Wednesday, March 08, 2006
(9:52 AM) | Brad:
Cells & Deception
About a year & a half of my life was spent studying the in's and the out's of conning people. Much of this has to do with the fact that my doctoral dissertation entailed an analysis of the rhetorical strategies of Herman Melville's final novel The Confidence-Man: His Masquerade. In the course of studying the con man's (& Melville's) patterns of misdirection, fluidity of identity, and rhetorical adaptivity, I became very interested in the theory behind complex adaptive systems [CAS] & various models of cellular automata. I was reminded why after watching the documentary Death by Design -- as well as rehashing all the reasons I had grown increasingly disenchanted with CAS and cellular automata as means of describing human activity.In the documentary, for instance, the 1986 Nobel Prize winner Rita Levi-Montalcini describes the process of thought she used to determine the reality (and eventually the necessity) of cell death. While doing so, she draws a rough analogy with the death surrounding here in Italy at the time, during World War II. Now, this would be a benign metaphor in the context of the documentary, were it not for the repeated (and very artfully done) juxtapositions of scientists talking about cellular activity and images of intersection traffic, stock market transactions, crowd behavior, etc. By the end, a couple of the scientists go so far as to say there is more than a "metaphorical" analogy at play here, and bemoan the fact that their insights are not taken into account on the level of politics.
This is where I kind of recoil.
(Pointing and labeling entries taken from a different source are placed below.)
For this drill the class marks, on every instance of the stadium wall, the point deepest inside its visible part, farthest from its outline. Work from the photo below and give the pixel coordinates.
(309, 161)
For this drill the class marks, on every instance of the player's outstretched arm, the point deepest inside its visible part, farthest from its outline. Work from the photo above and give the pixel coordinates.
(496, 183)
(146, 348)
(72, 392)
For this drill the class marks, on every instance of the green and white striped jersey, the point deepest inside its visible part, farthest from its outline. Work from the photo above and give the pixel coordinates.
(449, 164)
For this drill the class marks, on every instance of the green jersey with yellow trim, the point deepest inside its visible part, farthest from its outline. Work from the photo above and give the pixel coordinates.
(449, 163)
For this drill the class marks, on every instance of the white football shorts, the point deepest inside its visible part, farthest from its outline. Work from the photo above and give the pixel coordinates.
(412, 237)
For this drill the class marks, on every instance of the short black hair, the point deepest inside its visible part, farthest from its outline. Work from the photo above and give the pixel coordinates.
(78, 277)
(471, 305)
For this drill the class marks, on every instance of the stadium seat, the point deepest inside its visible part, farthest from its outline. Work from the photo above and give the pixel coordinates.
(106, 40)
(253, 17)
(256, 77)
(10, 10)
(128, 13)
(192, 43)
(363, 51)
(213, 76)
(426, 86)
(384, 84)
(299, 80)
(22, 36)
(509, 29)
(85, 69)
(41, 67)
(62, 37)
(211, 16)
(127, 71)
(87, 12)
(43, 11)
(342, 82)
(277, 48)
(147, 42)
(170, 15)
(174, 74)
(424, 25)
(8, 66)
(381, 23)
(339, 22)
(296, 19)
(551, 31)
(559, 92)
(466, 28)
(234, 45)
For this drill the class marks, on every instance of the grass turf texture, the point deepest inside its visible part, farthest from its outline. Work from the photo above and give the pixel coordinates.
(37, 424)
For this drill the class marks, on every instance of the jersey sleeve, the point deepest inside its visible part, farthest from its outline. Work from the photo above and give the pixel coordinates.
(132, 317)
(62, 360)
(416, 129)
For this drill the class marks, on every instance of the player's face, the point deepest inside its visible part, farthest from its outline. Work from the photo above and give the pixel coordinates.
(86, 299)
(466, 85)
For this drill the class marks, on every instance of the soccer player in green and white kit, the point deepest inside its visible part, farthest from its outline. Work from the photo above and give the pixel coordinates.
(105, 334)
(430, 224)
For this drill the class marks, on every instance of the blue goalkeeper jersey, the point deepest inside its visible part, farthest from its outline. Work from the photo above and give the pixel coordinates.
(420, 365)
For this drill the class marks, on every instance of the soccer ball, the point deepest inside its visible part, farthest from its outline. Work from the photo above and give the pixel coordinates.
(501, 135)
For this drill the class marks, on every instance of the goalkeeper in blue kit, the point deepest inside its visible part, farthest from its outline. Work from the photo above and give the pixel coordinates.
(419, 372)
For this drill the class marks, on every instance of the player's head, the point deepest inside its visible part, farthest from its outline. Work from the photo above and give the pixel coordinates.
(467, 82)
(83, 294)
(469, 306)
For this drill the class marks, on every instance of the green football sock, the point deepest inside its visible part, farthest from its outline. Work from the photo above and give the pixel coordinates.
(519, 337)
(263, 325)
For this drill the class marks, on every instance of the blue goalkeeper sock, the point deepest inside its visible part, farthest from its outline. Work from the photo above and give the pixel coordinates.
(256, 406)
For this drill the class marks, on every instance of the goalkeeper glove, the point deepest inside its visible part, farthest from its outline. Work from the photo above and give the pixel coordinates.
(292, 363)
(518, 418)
The whole analogy they find between cellular activity and human activity is built around such activity being absolutely naturalized (and thus, de-politicized). Death, for instance, is necessary & constructive; and individual cells/agents only "receive" their agency from their active participation in the whole, the living organism. It's little surprise to me that the leading advocates for these theories outside cellular biology are deeply immersed in market research & organizational structures on a corporate level -- and their bastard children, contemporary church growth gurus. Now, there may be no "invisible hand" guiding things, but the overwhelming naturalism ("why do cells act this way? -- because that's the way they have") doesn't need divine intervention or providence. Rather, the ostensible chaos of vibrant human activity, if looked at closely enough, reveals a pattern of adaptivity. Ultimately, then, we can finally describe this adaptivity and the tenuousness of its ensuing order.
Which is where the con man returns. There is, after all, something duplicitous about the central dialectic of the theories that draw from CAS and cellular automata, namely that of order & chaos (and thus, in a sense, that of sovereignty and freedom). -- Duplicitous insofar as there really is no choice offered. Order is always already there, it can only be observed and described as such; indeed, entire discourses are built around explaining the order that simply is. For in explaining, we are liberated from the tyranny of ignorance by insight. -- Duplicitous insofar as spontaneity is repressed; the contingencies of life tagged and ordered in order to make way for Life. -- Duplicitous insofar as Life is what is, even when we know (and acknowledge) that appearances are most often deceiving.
Which makes me wonder whether we should tread very cautiously w/ regard to thinking the logic of cells as a means of political resistance.